As far as the novelty side of things, Chibi-Robo has us covered. You are a helpful little robot whose job it is to help the curator of the first ever NostalJunk museum. How, you ask? By filling it full of NostalJunk, of course! Most of the barebones plot revolves around The Curator’s emotional highs and lows as you fill up the museum with NostalJunk. Though it is hard to describe, NostalJunk is essentially anything that fits the silhouettes you are provided. But you don’t get these for free. No, you purchase NostalJunk with Happy Points, which are earned by doing chores for a handful of very colorful and downright strange characters. These individuals range the gamut from a Japanese wind-up toy to an amorphous alien bus driver to a breakdancing sponge bear (not joking). The tasks themselves are quite varied. A couple of fun examples are one where you fetch ingredients for Ketschburg and Mostardin, and another where you shoot balloons and discs with your blaster.
Once you have acquired enough Happy Points to unlock some silhouette film, you go to your Chibi PC to purchase it. Then you walk over to your printer, open up your head and let the Happy Points fly. This is an important mechanic, as everything you acquire in the game gets stored in your four-inch-high body. Chibi seems capable of shrinking anything to a manageable size, which is a skill that is never quite explained. Regardless, reality is not a priority in the game, which is one of the most charming traits it has.
Armed with film, you can then take pictures. The goal here is to find something to fit the specific silhouette in question. This is easier said than done, as lighting is crucial, and even a perfect shape match won’t work without tons of it. I often had to use two separate light sources to take acceptable pictures. The goal when taking a shot is to get a certain percentage of accuracy, from 1% to 100%, with 60% being the bare minimum required. This is somewhat complicated by NostalDuds, which I will explain later. For now, it’s enough to understand that your goal is to guess what fills the silhouette and take that picture. For example, if you have a circle silhouette, it could be filled with an orange or a beach ball. If you are successful, you are rewarded with a new piece of NostalJunk, which will then get displayed in the museum. Afterwards you are told what the specific silhouette was supposed to be, which can help you if you decide to take a picture later to try for a higher accuracy. If you’re lucky enough to get 100% accuracy, you are rewarded with a cut-out, which allows you to fill any shape with any item(s).

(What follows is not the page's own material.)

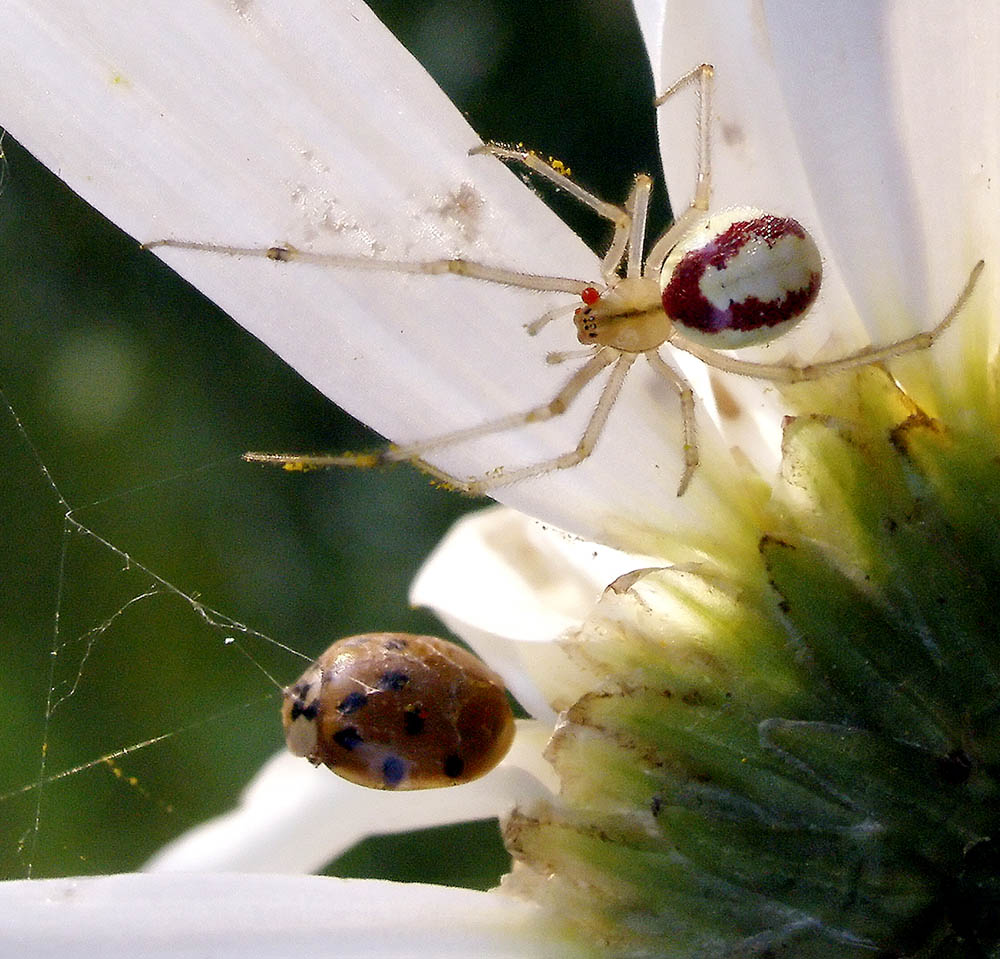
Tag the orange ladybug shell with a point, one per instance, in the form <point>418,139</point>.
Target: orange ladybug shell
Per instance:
<point>398,711</point>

The ultimate goal is to fill up eight exhibits full of NostalJunk. As you progress, you unlock more Job Requests and a wider cast of characters. The Curator will also reward Chibi with battery pack upgrades as you reach certain milestones, which greatly helps you accomplish your tasks. This is because everything Chibi does is controlled by his Wattage. Run out, and you collapse and lose any Happy Points you were in the process of earning. You start with a 50-watt battery, and upgrade to a 100, 150, 200 and, finally, infinite battery. You recharge by plugging into a socket, which is also how you save your progress.
Besides this, there are other ways to earn Happy Points. You can explore any area that you have unlocked, cleaning up dust and picking up trash. By efficiently recycling garbage, you are rewarded with Happy Points by a pleasant, somehow female, recycle bot. In the midst of this, you can find Stamps, which allow you to mail away for random silhouette film. You might also be lucky enough to find stray NostalDuds. These are pictures that didn’t turn out quite right. Instead of being rendered into NostalJunk, they become a translucent blue puzzle piece. Find enough of them, and you get more film. So, one way or another, you will never be lacking ways to take pictures.